Son zamanlarda Özgür, babasıyla birçok konuda çatışma içindeydi. Uzlaşmazlık konularının başında, imamın kızı Özlem ile ilişkileri geliyordu. Elbette arkadaşlıklarına karşı değildi. Ancak bu hemhal olma durumlarını hem erken buluyor hem de köyde sürdürülmesine karşı duruyordu. Babasının bu itirazları ve önerileri, Özgür’ün bir kulağından girip, öbür kulağından eksiksiz çıkıyordu. Çünkü yürekleri, çocukluk aşkıyla aşılanmıştı. Birlikte geçirdikleri çocukluk yılları, köyün yamacındaki şu kavaklık yolunda, ne anılar saklıyordu kim bilir?
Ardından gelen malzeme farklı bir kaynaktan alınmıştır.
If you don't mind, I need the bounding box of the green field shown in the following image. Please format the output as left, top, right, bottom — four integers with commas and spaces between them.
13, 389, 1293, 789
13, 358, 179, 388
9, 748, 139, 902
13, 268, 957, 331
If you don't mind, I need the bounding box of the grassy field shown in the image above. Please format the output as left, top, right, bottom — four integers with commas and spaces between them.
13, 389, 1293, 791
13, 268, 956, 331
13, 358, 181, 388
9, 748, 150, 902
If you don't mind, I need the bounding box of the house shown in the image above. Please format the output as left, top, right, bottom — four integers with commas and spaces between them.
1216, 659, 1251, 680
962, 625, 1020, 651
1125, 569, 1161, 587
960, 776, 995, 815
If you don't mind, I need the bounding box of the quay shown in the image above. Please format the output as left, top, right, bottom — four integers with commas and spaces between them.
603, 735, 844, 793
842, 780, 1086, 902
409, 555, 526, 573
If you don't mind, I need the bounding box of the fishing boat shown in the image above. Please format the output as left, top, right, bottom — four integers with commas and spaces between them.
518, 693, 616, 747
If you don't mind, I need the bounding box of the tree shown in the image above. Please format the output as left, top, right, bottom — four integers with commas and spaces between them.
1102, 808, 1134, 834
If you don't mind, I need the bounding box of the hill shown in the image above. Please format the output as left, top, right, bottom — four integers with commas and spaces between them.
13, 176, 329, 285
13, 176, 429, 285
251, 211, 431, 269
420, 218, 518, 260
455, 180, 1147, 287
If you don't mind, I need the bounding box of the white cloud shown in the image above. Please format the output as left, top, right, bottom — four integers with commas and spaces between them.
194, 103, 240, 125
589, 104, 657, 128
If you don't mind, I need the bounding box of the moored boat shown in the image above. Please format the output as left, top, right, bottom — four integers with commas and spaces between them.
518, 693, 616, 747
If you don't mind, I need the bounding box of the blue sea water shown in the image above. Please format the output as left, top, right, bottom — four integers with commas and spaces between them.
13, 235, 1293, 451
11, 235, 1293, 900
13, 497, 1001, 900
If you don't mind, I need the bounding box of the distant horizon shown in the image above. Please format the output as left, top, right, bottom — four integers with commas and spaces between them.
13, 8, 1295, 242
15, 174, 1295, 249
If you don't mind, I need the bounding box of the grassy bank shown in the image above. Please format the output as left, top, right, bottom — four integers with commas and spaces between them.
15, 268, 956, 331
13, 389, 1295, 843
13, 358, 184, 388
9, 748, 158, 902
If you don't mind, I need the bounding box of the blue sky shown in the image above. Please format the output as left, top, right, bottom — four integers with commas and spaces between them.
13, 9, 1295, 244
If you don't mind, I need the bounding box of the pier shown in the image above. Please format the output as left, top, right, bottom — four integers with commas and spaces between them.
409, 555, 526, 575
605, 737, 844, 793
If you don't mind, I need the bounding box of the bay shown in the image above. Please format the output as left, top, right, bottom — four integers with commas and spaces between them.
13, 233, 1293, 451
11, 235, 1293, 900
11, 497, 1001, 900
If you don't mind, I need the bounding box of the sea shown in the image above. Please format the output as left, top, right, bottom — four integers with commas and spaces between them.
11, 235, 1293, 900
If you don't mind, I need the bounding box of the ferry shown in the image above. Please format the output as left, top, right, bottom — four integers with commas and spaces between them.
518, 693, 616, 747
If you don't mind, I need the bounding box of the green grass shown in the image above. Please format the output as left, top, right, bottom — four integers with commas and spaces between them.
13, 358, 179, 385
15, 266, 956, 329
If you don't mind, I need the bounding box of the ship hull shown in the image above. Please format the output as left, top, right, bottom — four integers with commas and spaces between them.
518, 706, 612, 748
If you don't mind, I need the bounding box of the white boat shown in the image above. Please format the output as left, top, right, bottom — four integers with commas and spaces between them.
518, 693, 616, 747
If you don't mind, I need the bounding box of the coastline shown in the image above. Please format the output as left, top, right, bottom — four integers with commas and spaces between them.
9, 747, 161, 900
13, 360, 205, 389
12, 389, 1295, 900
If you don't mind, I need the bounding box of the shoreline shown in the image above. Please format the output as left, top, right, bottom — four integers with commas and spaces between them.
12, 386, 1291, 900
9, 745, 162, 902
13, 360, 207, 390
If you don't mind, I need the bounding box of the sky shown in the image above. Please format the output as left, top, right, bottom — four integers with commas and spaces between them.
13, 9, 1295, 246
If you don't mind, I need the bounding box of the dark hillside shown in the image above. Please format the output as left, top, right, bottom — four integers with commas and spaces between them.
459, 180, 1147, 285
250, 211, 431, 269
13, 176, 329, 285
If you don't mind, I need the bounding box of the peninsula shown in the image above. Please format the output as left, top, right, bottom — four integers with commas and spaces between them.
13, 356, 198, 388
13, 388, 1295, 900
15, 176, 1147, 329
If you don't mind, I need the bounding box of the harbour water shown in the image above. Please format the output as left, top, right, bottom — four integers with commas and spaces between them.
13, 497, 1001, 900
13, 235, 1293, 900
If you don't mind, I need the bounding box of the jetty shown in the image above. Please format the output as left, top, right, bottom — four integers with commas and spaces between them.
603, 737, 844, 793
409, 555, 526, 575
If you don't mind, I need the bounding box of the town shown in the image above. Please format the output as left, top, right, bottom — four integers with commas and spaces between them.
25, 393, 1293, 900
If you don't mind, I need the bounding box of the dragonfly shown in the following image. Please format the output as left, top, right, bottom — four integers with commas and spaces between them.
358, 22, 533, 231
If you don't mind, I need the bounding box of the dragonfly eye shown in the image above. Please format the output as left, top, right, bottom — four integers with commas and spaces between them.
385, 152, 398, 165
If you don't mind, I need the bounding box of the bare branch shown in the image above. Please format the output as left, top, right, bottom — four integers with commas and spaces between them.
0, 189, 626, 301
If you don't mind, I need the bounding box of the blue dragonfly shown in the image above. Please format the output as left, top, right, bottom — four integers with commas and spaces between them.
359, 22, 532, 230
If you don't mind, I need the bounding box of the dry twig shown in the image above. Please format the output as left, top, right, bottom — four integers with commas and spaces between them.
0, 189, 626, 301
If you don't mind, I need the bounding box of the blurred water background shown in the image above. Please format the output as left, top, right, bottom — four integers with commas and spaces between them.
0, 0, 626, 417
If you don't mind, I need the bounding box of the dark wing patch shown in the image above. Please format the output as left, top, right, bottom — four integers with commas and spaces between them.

Zamanın dili olsa, bu kavaklık yolundaki bütün yaşanmışlıkları dile getirirdi!

Babaları ve anneleri birbirleriyle görüşürlerdi. Ancak, geniş aile arasındaki, dedelerinden kalma bir töre cinayetinin yarattığı anlamsız husumet, hala sürüyordu. Babaları, çok çaba sarf etmelerine rağmen, batasıca törenin kurallarını değiştirmeye güçleri yetmemiş ve kökleşmiş bu düşmanlığın sürmesine engel olamamışlardı. Bu cehalet geleneğinin, hala sürüyor olması, en büyük endişeleri ve üzüntüleriydi.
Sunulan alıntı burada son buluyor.